A surface conversion of LiF into C–F x components on a defective carbon sheet can be achieved during Li plating to provide a solid electrolyte interphase (SEI)‐functionalization of a layered carbon structure. Uniform Li deposition with dendrite‐free features can be realized beneath the SEI‐functionalized layer for significantly improved cycling stability of Li metal anodes. Abstract Lithium (Li) metal is a key anode material for constructing next generation high energy density batteries. However, dendritic Li deposition and unstable solid electrolyte interphase (SEI) layers still prevent practical application of Li metal anodes. In this work, it is demonstrated that an uniform Li coating can be achieved in a lithium fluoride (LiF) decorated layered structure of stacked graphene (SG), leading to the formation of an SEI‐functionalized membrane that retards electron transfer by three orders of magnitude to avoid undesirable Li deposition on the top surface, and ameliorates Li+ ion migration to enable uniform and dendrite‐free Li deposition beneath such an interlayer. Surface chemistry analysis and density functional theory calculations demonstrate that these beneficial features arise from the formation of C–F x surface components on the SG sheets during the Li coating process.

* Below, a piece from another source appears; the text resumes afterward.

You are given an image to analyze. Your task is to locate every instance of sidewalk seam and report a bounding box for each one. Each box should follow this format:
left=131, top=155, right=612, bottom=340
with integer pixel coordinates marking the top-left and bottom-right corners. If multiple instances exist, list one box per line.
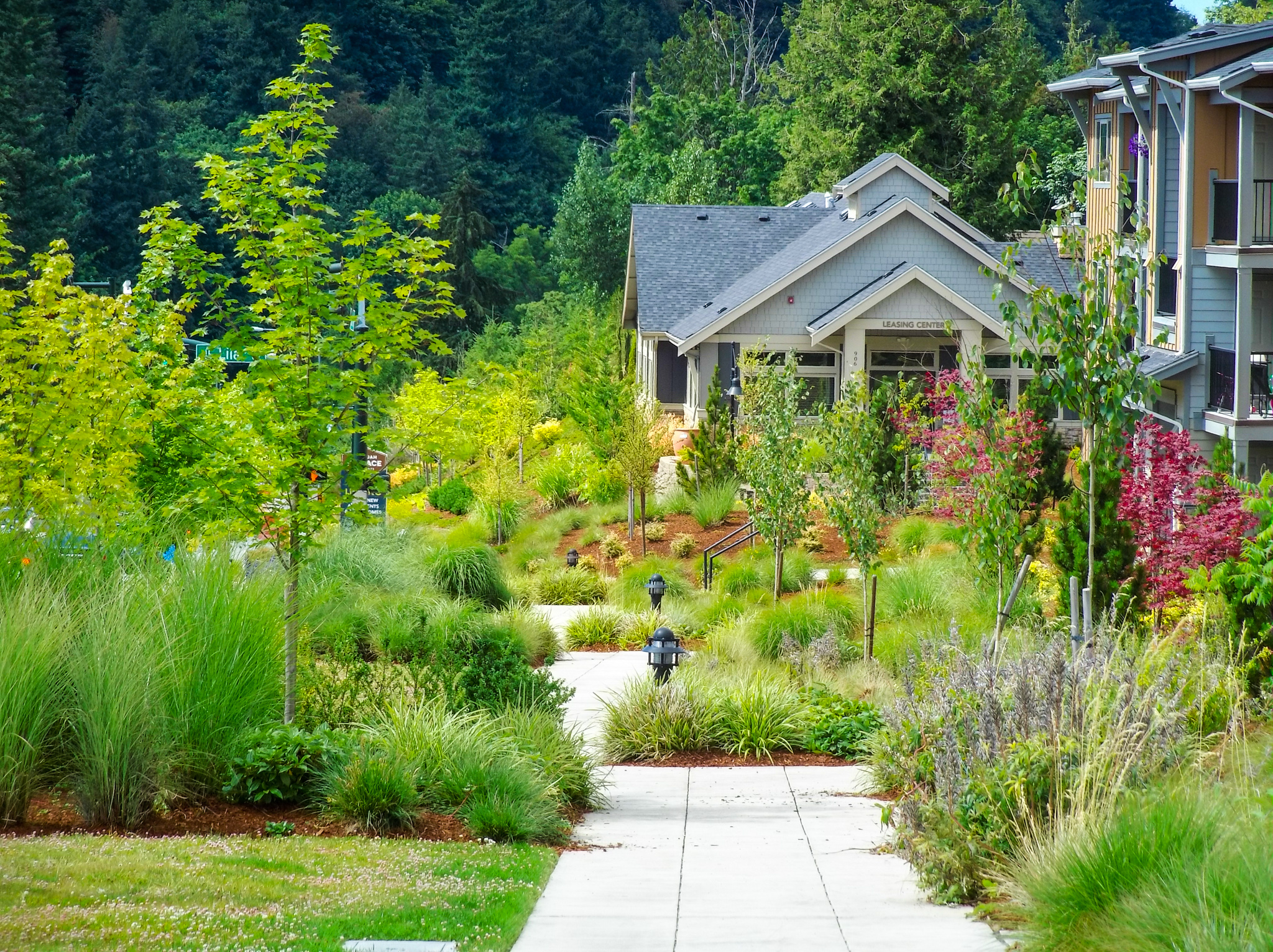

Based on such an SEI‐functionalized membrane, stable cycling at high current densities up to 3 mA cm−2 and Li plating capacities up to 4 mAh cm−2 can be realized in LiPF6/carbonate electrolytes. This work elucidates the promising strategy of modifying Li plating behavior through the SEI‐functionalized carbon structure, with significantly improved cycling stability of rechargeable Li metal anodes.

Published in: "Advanced Energy Materials".